I’m having trouble figuring out either how to set appropriate constraints, or how to set proper guides for constrained parameters.
Consider a simple regression where the location and scale parameters are have Normal and HalfNormal (or HalfCauchy) priors. I expect that the posterior of the scale parameter will follow a (truncated at 0) normal distribution. What I find is that the guide nevertheless finds negative draws.
Here is a minimally reproducible example:
def model(y):
mu = pyro.sample("mu", dist.Normal(torch.zeros(1), torch.ones(1)))

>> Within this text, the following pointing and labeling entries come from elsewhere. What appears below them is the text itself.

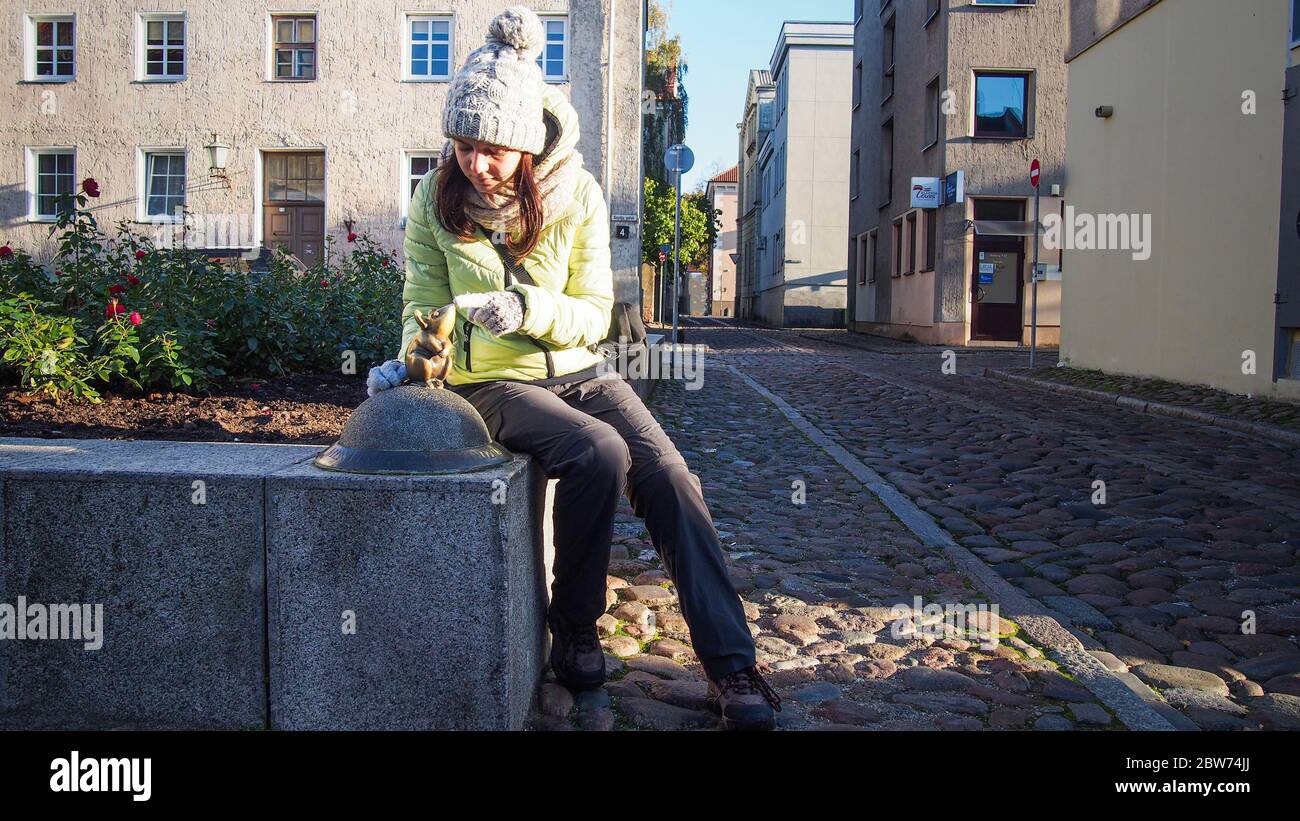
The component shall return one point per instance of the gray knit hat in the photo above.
(497, 95)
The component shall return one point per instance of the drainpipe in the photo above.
(609, 108)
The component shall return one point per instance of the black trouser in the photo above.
(596, 437)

sigma = pyro.sample("sigma", dist.HalfNormal(torch.ones(1)))
with pyro.plate("obs", y.shape[0]):
obs = pyro.sample("y", dist.Normal(mu, sigma), obs=y)
def guide(y):
mu_loc = pyro.param("mu_loc", torch.ones(1))

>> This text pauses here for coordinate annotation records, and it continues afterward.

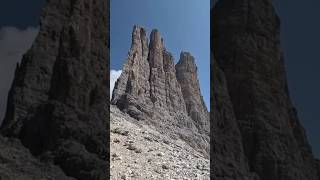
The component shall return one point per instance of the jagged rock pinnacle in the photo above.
(148, 89)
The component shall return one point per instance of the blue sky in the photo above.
(300, 39)
(183, 24)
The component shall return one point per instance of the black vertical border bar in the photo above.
(212, 3)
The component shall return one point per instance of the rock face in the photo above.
(149, 90)
(246, 45)
(58, 102)
(186, 71)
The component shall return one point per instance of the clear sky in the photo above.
(300, 40)
(183, 24)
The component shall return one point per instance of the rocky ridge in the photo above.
(58, 103)
(150, 90)
(251, 95)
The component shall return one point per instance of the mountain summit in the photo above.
(154, 90)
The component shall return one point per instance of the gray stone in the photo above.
(246, 41)
(148, 90)
(58, 102)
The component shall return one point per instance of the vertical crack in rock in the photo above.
(246, 41)
(148, 90)
(58, 102)
(186, 71)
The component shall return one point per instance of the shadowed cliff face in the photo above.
(58, 102)
(151, 88)
(246, 45)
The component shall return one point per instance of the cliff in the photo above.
(58, 103)
(246, 45)
(153, 89)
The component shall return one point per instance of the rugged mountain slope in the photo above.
(58, 102)
(149, 90)
(138, 151)
(247, 48)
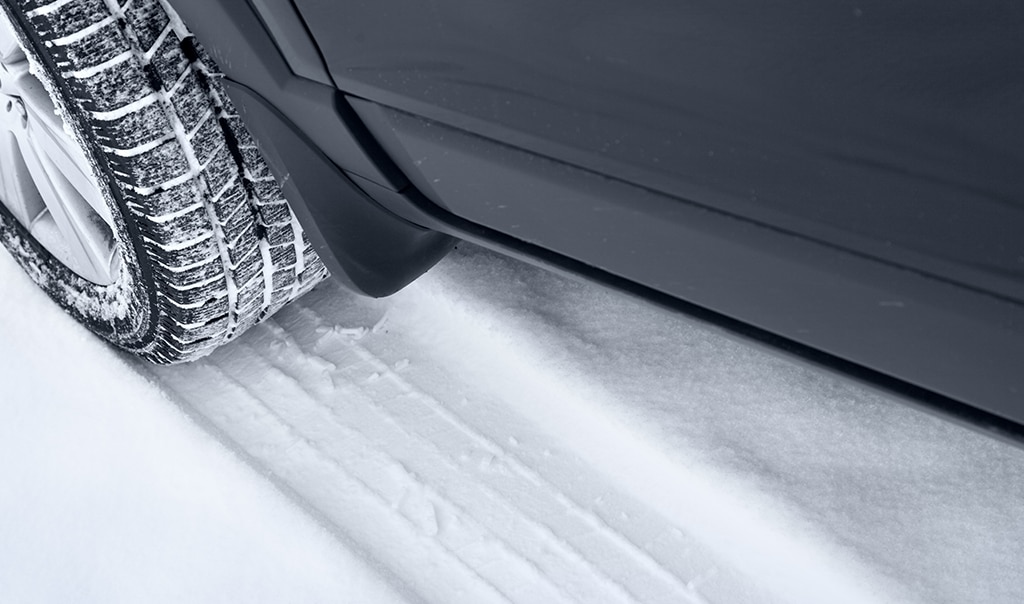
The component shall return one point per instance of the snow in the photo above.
(112, 493)
(493, 433)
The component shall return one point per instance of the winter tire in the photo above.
(131, 191)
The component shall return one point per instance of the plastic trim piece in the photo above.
(368, 249)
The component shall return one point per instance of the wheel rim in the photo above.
(46, 180)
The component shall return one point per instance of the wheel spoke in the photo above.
(47, 180)
(10, 50)
(86, 242)
(10, 169)
(46, 128)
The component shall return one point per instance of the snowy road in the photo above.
(494, 433)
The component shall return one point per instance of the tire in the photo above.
(208, 246)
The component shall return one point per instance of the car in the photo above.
(842, 180)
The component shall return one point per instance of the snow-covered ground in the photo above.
(493, 433)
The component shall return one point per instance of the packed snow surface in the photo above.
(494, 433)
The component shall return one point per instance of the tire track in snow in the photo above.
(544, 535)
(480, 479)
(680, 591)
(495, 482)
(349, 502)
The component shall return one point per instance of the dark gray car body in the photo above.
(842, 179)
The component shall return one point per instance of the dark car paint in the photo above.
(843, 176)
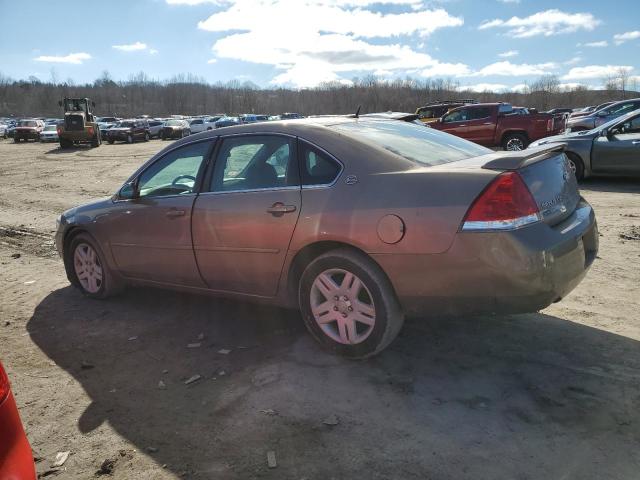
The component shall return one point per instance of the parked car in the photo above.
(129, 131)
(612, 148)
(175, 129)
(227, 122)
(16, 458)
(585, 111)
(434, 110)
(49, 134)
(494, 124)
(599, 117)
(353, 237)
(201, 125)
(155, 128)
(28, 129)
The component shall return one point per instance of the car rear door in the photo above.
(150, 236)
(245, 217)
(619, 152)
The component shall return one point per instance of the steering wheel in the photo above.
(176, 180)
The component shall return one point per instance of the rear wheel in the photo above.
(514, 142)
(348, 304)
(89, 271)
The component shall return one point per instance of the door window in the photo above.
(175, 173)
(317, 168)
(255, 162)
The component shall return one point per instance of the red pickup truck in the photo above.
(500, 124)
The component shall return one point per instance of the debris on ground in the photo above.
(193, 379)
(61, 457)
(271, 459)
(331, 420)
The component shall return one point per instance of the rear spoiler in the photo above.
(523, 158)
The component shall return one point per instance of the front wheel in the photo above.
(348, 304)
(88, 269)
(514, 142)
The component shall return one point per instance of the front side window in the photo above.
(255, 162)
(175, 173)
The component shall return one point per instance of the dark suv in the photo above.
(129, 131)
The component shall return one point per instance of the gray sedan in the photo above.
(356, 222)
(610, 149)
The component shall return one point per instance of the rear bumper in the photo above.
(504, 272)
(16, 459)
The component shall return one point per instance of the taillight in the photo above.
(4, 384)
(505, 204)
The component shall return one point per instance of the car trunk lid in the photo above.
(546, 172)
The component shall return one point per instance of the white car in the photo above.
(201, 125)
(49, 134)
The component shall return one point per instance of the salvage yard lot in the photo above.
(548, 395)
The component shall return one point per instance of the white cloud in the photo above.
(600, 44)
(73, 58)
(132, 47)
(593, 72)
(508, 69)
(547, 23)
(482, 87)
(332, 40)
(620, 38)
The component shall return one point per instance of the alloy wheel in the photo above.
(342, 306)
(88, 268)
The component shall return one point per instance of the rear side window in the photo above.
(425, 146)
(317, 168)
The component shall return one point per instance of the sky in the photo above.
(481, 44)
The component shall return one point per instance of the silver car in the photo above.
(356, 222)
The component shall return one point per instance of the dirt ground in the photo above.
(554, 394)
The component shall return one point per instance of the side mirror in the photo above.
(129, 191)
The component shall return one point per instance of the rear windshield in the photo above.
(417, 143)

mu_scale = pyro.param("mu_scale", torch.ones(1), constraint=constraints.positive)
assert all(mu_scale > 0)
mu = pyro.sample("mu", dist.Normal(mu_loc, mu_scale))

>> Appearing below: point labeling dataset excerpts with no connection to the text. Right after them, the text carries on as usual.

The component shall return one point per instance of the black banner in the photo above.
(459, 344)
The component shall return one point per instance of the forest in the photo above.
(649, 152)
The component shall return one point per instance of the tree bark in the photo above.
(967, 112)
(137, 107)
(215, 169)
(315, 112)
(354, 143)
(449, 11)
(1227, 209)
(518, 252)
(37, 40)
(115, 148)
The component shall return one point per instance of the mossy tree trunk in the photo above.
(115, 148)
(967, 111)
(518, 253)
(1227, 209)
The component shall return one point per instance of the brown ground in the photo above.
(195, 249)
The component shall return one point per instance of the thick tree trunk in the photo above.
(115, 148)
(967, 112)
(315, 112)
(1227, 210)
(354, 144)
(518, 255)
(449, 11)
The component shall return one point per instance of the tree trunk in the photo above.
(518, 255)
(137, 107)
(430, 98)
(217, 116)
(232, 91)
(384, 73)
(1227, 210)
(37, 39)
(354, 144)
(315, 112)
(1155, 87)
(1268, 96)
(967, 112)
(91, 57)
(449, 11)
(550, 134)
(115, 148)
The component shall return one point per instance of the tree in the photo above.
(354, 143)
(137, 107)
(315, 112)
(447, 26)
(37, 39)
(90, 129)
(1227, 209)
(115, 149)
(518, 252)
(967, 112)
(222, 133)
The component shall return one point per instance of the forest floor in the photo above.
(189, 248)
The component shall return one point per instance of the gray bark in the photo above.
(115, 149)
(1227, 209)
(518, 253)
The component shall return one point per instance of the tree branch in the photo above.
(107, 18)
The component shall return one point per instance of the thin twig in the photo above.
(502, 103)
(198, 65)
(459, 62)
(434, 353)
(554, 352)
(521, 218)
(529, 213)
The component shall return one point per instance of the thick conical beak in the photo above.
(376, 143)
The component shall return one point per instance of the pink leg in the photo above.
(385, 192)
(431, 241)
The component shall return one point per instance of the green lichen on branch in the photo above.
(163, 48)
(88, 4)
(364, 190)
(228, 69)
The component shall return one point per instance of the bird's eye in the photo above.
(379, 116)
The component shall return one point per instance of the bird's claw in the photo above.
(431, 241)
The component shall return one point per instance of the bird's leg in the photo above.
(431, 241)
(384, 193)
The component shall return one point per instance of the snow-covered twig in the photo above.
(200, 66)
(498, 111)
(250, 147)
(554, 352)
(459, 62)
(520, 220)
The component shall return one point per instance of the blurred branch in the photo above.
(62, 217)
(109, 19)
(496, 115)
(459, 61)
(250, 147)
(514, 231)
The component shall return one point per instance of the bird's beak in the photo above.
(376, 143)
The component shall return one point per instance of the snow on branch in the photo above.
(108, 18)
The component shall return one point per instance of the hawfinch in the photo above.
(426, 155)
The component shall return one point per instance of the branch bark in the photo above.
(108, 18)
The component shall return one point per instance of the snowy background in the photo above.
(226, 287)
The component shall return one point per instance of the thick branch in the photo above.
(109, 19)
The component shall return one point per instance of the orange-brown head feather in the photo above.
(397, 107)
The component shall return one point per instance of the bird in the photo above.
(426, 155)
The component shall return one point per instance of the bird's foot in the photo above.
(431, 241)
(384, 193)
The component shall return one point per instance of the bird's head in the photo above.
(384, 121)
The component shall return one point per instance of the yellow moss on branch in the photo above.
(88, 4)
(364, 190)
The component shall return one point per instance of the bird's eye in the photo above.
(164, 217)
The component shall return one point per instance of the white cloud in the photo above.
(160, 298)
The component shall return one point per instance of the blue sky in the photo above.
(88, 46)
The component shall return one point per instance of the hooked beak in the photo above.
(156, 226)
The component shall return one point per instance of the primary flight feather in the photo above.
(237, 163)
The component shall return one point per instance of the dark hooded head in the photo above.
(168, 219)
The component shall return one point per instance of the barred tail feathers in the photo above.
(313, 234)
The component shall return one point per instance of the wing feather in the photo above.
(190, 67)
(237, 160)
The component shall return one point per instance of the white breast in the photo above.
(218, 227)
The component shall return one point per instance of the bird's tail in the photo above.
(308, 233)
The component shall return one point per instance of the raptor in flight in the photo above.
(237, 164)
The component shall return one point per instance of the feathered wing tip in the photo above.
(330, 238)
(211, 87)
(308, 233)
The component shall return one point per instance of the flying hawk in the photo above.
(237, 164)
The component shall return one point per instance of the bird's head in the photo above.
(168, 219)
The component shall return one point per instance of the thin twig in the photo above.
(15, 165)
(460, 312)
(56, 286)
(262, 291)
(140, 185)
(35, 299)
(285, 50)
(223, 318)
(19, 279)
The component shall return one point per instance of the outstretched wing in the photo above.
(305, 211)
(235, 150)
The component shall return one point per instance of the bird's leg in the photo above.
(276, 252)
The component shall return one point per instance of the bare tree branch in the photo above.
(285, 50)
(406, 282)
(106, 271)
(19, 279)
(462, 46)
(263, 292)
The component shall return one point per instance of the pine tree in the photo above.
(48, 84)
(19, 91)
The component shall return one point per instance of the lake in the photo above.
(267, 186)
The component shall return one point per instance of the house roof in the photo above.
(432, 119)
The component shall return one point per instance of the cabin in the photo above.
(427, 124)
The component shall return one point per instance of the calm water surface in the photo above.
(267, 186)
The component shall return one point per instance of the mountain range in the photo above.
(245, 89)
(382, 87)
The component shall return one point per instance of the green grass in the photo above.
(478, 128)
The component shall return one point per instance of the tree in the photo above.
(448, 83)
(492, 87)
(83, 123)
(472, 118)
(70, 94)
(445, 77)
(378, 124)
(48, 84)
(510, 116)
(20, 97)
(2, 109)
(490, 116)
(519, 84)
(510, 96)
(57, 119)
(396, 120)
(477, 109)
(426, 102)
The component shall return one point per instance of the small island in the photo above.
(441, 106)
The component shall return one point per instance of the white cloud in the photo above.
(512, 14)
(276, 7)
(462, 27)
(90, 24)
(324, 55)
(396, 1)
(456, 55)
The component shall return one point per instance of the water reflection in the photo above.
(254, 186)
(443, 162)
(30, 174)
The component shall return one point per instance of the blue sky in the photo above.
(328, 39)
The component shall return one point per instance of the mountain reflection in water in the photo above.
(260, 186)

sigma_loc = pyro.param("sigma_loc", torch.ones(1), constraint=constraints.positive)
sigma_scale = pyro.param("sigma_scale", torch.ones(1), constraint=constraints.positive)
assert all(sigma_loc > 0)
assert all(sigma_scale > 0)
sigma = pyro.sample("sigma", dist.Normal(sigma_loc, sigma_scale))
assert all(sigma > 0)
def main(args):
data = torch.randn(100)
optim = Adam({"lr":0.03})
svi = SVI(model, guide, optim, loss=Trace_ELBO(max_plate_nesting=1), num_samples=1000)
for j in range(500):
loss = svi.step(data)
if j % 10 == 0:
print("[iteration %04d] loss: %.4f" % (j + 1, loss / len(data)))
posterior = svi.run(data)
You may have to run it a couple of times, but it will eventually fail on the sigma > 0
assertion.
What I expected to happen, is that the sample statement in the guide would confine itself to the support on he matching sample statement in the model.
For a simple model like this, the only effect is an incorrect posterior.
The problem becomes significant, however, in multi-level, hierarchical models where some other latent is drawn from a distribution whose scale parameter in sigma
.
This seems like an issue that should come up pretty often in hierarchical models. What’s the correct approach? Giving sigma
a HalfCauchy
or HalfNormal
guide, won’t match the expected distribution of sigma
. Calling abs()
or something like that would, I expect, distort the posterior geometry and mess-up the gradients.